Rome, December 4th, 2023 – ECI’s Founding Director Tomas Sandell called for a new EU zero tolerance policy for antisemitism when he spoke at the Italian senate in Rome on Thursday. In the conference, hosted by Senator Massimiliano Romeo and sponsored by Christians for Israel in Italy, Sandell commended the European Commission for being the leading voice against antisemitism in the international community while pointing out the failures of not implementing this policy across the board. “Being the largest institutional donor of the Palestinian Authority, the European Union has an immense responsibility to ensure that Palestinian youth are not being brought up hating the Jews but learning to respect and live side by side with their Israeli neighbours. It is now high time that the European Union reviews its support to the Palestinian Authority”, he said.

Sandell concluded by saying that “Palestinian antisemitism spills automatically over to the streets of Europe where we have seen an unprecedented rise of Jew hatred after the October 7 pogrom.

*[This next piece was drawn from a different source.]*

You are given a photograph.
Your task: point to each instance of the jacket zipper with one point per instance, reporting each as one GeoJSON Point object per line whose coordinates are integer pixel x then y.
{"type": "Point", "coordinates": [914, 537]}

Only by applying a coherent policy of zero tolerance for antisemitism in all of EU’s external relations, and especially in its financial support of the Palestinian Authorities, can we stem the current tide of Jew hatred.”

In a bilateral meeting with the Italian Coordinator on combating antisemitism, Giuseppe Pecoraro, he was presented with fresh statistics on antisemitic incidents in Italy after the October 7 massacre in Israel. The results revealed that more than 90 percent of these incidents have taken place in the north of the country. Elaborating on these unexpected results, Pecoraro noted that the highest level of antisemitism can be found in cities with large and influential universities. He wondered if there could be a connection to the radical student movements of the 1970’s which later developed into fully fledged terrorist groups like the Red Brigade. These extreme left-wing groups had close contacts with the Palestinian Liberation Organisation (PLO) who supplied them both with training and weapons, he explained. Today some of these groups on the extreme left have joined forces with the extreme right in their opposition to Israel and the Western world and in their support for the Russian invasion in Ukraine.

But antisemitism is not restricted only to the universities. It can be found anywhere and especially in the world of football. A unique collaboration between the Italian government and the Italian Football Federation has resulted in a joint declaration of intent in combating antisemitism in the world of football. The declaration includes a ban for players from wearing the number 88 shirt, considered as an explicit reference to Nazi symbology. Furthermore, the agreement speaks about the need for the clubs and their players to visit Holocaust memorial sites in order to raise awareness of the deportation of the Italian Jews and the issue of contemporary antisemitism.

The two-day visit to Rome, which also included other bilateral meetings with government officials, came to a close on Friday night.